En ese sentido, Quirno fue tajante en afirmar que la cuestión de fondo sobre el conflicto es sobre las diferencias ideológicas y que, al respecto, Milei y el oficialismo local “celebra el cambio de dirección ideológica en la región” y que esperan que “eso también suceda en Brasil”. El apoyo hacia el candidato del Partido Liberal (PL), Flavio Bolsonaro, es explícito y desde la Casa Rosada esperan que llegue con chances de hacerse con la Presidencia en una eventual segunda vuelta con Lula. Hasta el momento, las encuestas dan al actual mandatario como favorito, pero la distancia entre ambos se ha ido estrechando de manera progresiva.

“Creemos que ese no es el camino. Del lado nuestro no va a haber ninguna acción diplomática en respuesta a lo que haga Brasil”. El canciller encuadró la crisis en términos ideológicos y no de formas. Sostuvo que en los últimos años hubo “expresiones de ambos lados” y que Argentina decidió, ante cada uno de esos episodios, no elevarlos a una instancia diplomática.

El senador brasileño Flavio Bolsonaro (d) con el presidente argentino Javier Milei en Sao Paulo, Brasil, el 25 de julio del 2026. (AP foto/Ettore Chiereguini)

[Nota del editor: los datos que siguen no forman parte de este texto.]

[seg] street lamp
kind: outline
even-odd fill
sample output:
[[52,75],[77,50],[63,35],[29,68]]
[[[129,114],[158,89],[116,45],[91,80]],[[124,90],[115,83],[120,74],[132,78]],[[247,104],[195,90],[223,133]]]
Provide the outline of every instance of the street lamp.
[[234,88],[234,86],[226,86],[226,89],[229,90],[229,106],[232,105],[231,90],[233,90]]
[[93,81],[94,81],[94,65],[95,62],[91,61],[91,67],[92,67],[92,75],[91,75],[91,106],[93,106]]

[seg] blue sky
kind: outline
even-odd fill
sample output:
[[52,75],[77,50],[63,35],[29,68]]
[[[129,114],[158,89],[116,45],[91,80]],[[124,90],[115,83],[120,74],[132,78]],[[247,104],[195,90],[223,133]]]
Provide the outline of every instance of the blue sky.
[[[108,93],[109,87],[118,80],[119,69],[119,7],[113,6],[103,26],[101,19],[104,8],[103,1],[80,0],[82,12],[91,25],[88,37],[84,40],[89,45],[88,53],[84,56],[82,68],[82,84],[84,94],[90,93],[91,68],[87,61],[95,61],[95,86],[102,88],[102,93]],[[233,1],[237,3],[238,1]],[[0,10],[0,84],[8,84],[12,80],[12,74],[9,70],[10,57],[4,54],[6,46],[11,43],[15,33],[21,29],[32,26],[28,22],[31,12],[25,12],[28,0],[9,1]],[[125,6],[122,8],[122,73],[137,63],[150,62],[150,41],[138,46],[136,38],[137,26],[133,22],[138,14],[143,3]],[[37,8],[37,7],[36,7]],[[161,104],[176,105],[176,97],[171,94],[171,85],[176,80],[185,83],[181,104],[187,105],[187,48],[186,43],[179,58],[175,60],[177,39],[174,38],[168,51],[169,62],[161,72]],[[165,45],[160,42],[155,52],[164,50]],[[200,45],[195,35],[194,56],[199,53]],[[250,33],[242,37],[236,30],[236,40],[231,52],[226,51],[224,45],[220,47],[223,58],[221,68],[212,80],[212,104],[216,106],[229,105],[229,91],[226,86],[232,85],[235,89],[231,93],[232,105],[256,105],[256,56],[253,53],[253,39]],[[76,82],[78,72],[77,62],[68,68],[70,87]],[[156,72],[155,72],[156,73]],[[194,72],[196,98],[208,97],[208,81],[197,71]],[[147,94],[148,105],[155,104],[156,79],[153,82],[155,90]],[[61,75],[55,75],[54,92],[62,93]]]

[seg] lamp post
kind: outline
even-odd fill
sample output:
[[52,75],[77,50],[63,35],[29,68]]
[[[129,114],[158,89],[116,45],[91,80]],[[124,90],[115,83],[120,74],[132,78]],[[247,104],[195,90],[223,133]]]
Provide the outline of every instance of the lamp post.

Quirno rescató un episodio previo para ilustrar la asimetría en el manejo de la relación. Señaló que Argentina fue notificada con apenas cinco días de anticipación de que Brasil retiraba su representación en Venezuela, en un momento en que ciudadanos argentinos —incluidos presos políticos— estaban en riesgo de vida. Según el canciller, esa decisión fue consecuencia directa de una foto que el presidente Lula publicó junto a Nicolás Maduro.

“Eso fue resultado de una foto que reposteó el presidente Lula con Maduro. Y ahí se nos informó que por esa razón se nos retiraba la representación de Venezuela”, precisó. “Yo creo que eso es un hecho mucho más grave que cualquier cosa que haya pasado hasta ese momento”.

El ministro también recordó que Lula visitó a Cristina Fernández de Kirchner en su prisión domiciliaria antes de las elecciones argentinas del año pasado. Remarcó que Buenos Aires no presentó entonces ninguna queja por injerencia en asuntos internos. “No hubo de nuestra parte ningún tipo de problema ni ninguna queja de injerencia. Son, de alguna manera, las reglas del juego”, dijo.

Quirno agregó que el gobierno brasileño también “profirió insultos” contra Milei que no fueron contestados desde la Cancillería argentina. Descartó además que Buenos Aires vaya a formular un pedido de disculpas. “La cuestión de fondo es que tenemos diferencias ideológicas profundas”, sostuvo. Señaló que la región está cambiando de dirección ideológica y que Argentina celebra ese proceso, con la expectativa de que también ocurra en Brasil.

El canciller cerró su postura con una definición sobre el rol de Buenos Aires en el vínculo bilateral: “Vamos a seguir manteniendo las relaciones al nivel que decida Brasil”.